Kenneth Roth, otuz yılı aşkın bir süredir HRW’yi, Bosna ve Ruanda’daki vahşetlerden “Teröre Karşı Savaş”a, otoriter baskılara ve yükselen popülizme kadar önemli küresel insan hakları mücadelelerinde yönetti.
Kitabında, uluslararası insan hakları savunuculuğunun, faillerin hesap vermesini sağlamada ve küresel politikayı şekillendirmede nasıl önemli bir fark yaratabileceğine dair içeriden bir bakış sunuyor.
Bu sohbette, Avrupa İnsan Hakları Mahkemesi (AİHM) Büyük Daire’nin Yalçınkaya hakkındaki kararı, Duterte’nin yakın zamanda Uluslararası Ceza Mahkemesi tarafından tutuklanması, Uluslararası Ceza Mahkemesi’nin caydırıcı etkisi ve ABD’de hukuk mesleğine yönelik saldırılar ele alındı. Ayrıca, hukukun üstünlüğünün küresel çapta gerilemesi ve insan hakları savunuculuğunun geleceği hakkındaki düşünceler de aktarıldı.
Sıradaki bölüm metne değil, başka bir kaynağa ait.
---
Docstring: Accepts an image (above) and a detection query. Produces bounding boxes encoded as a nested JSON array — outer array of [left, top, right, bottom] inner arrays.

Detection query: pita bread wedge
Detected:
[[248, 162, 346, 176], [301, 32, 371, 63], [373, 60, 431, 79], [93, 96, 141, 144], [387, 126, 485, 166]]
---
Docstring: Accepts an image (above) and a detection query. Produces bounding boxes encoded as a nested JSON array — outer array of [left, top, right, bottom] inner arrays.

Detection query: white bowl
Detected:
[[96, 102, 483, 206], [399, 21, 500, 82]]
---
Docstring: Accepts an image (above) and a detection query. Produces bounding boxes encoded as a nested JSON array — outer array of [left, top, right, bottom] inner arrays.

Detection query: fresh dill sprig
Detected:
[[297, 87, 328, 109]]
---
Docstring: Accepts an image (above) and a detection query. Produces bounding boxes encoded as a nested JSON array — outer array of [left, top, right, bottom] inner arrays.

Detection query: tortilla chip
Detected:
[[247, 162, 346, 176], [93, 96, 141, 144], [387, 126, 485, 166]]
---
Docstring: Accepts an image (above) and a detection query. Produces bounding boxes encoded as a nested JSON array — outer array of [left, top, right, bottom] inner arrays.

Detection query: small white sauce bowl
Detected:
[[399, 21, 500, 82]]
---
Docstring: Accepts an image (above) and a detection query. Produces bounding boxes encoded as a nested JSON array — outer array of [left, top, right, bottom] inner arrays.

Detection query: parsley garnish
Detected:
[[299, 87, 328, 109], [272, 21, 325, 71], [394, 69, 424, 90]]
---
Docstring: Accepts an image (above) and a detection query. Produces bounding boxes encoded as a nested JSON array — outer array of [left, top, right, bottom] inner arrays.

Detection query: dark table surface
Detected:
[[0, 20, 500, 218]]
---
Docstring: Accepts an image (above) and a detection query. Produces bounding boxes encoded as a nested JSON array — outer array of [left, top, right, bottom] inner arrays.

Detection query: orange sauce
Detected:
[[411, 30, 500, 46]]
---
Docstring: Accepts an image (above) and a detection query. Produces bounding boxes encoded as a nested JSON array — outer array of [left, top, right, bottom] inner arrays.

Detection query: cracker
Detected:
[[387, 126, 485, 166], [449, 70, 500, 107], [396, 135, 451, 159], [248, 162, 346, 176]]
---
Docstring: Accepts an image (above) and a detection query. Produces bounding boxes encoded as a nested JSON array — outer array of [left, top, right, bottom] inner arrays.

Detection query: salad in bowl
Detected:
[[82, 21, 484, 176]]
Roth, Yalçınkaya kararı hakkında şöyle konuştu:
“Birinin telefonunda bulunan belirli bir uygulama, Bylock uygulamasını kullanmak, bu sadece mesajlaşma uygulaması, hiçbir şey ifade etmez. Avrupa İnsan Hakları Mahkemesi yerinde bir karar vererek, hiçbir şeyin kanıtı olmadığını söyledi. Erdoğan yönetimindeki mahkemelerin sadece uygulamaya dayanarak insanları mahkum etmesi saçma. Bu tam bir haksızlık. AİHM bu kararı verdi, hükümet uymuyor.”
“Bence Türk halkı Erdoğan’ın otokrasisinden giderek daha fazla bıktı ve bunu gördük çünkü Erdoğan, çok tehdit edici bulduğu siyasi rakiplerini periyodik olarak hapse atıyor. Erdoğan, özgür ve adil bir seçim yapılmasına izin verirse başı dertte olur. Adil demokrasi anlayışını tamamen baltalayacak adımlara başvuruyor. Artık Dünya bunun farkında. Yani eğer Putin ya da Lukaşenko gibi birinin yönünde hareket ediyorsa, orada hala seçim oyunları oynanıyor, ama kimse bunların meşru seçimler olduğunu iddia etmiyorsa, aradığı meşruiyeti kaybedecek. Tam bir diktatör olarak karşımıza çıkacak. Yani o bunu dengelemeye çalışıyor. Gerçek bir seçim gibi görünen bir şey yapmaya çalışıyor ama aslında oyun alanını ağmeye çalışıyor. Hükümetlerin geri adım atmaması ve bu diğer kaygıların demokrasiyi savunmalarının önüne geçmesine izin vermemesi gerektiğini düşünüyorum.”